Syn was almost behind me, and I had to choose fast. Banishment I could live with, but imprisonment would prevent me paying back my debt to Hela. If I couldn’t serve my time, I’d be sworn to her indefinitely. My eyes narrowed, a decision made.

“Phooka,” I whispered, vibrating the word with all five of my vocal chords so it resonated throughout my being. Arms wide, I was swallowed up by my five spirals and vanished from sight.

I don’t need to win this fight, just not get caught.

Warbling the air within my mouth, I called Right Step in the language of winds and raised my foot. In the span of a breath the little spirit was there, pushing up under my boot as hard as he could. With his boost I vaulted over Hlin, landing and rolling behind her. If I can reach the Bridge of Blades, I thought as I spun toward my goal, I’ll be safe. I finished in a standing position and started sprinting to my salvation.

The war-maiden turned and I could hear the jingling of armor with her feet pounding heavily behind me; her ring mail was not meant for speed or silence.
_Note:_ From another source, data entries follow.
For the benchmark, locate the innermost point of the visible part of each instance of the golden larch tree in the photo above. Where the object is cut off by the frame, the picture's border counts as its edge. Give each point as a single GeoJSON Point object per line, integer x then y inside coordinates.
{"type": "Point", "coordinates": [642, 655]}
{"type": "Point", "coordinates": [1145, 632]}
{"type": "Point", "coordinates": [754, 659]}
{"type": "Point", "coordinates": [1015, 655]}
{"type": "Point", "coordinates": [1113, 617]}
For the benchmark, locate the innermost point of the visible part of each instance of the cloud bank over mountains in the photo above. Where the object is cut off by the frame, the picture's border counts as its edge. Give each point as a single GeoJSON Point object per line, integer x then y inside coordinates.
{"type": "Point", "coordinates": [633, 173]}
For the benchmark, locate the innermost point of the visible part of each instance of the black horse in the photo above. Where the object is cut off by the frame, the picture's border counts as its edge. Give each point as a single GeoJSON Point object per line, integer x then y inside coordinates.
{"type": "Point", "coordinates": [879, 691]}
Of course she heard my landing and could guess where I was heading, but with some zig-zagging I could shake her off. Syn was faster, but not even she could match speed with one who ran like the wind.

If only I had taken the time to get a second wind ally – or was in any world but Helheim – this would be so much simpler. Then I would run up into the sky where they could not follow. Still, this is good enough to… “Oooof!”

My ankles were suddenly entwined in weighted ropes and I fell face first, eating the dirt of the Hel-Road.

“Not so fast, cloud-girl,” Syn taunted. “We’re not done with you yet.”

I’d forgotten about that weapon of hers, but how could she aim when I was…

Hlin grabbed my feet and pulled me back toward her companion. I tried to sing a spell but it was impossible with my mouth dragging on the ground.

Syn soon took hold of my braid, lifting my upper body off the ground. I screamed in pain, wishing I’d hacked off both sides of my hair so she’d have nothing to hold. Then she slapped me, adding to the sting of road-burn on my cheeks.

“I see you,” she said. With a feral grin she blinked slowly and I noticed one of her eyelids was blue.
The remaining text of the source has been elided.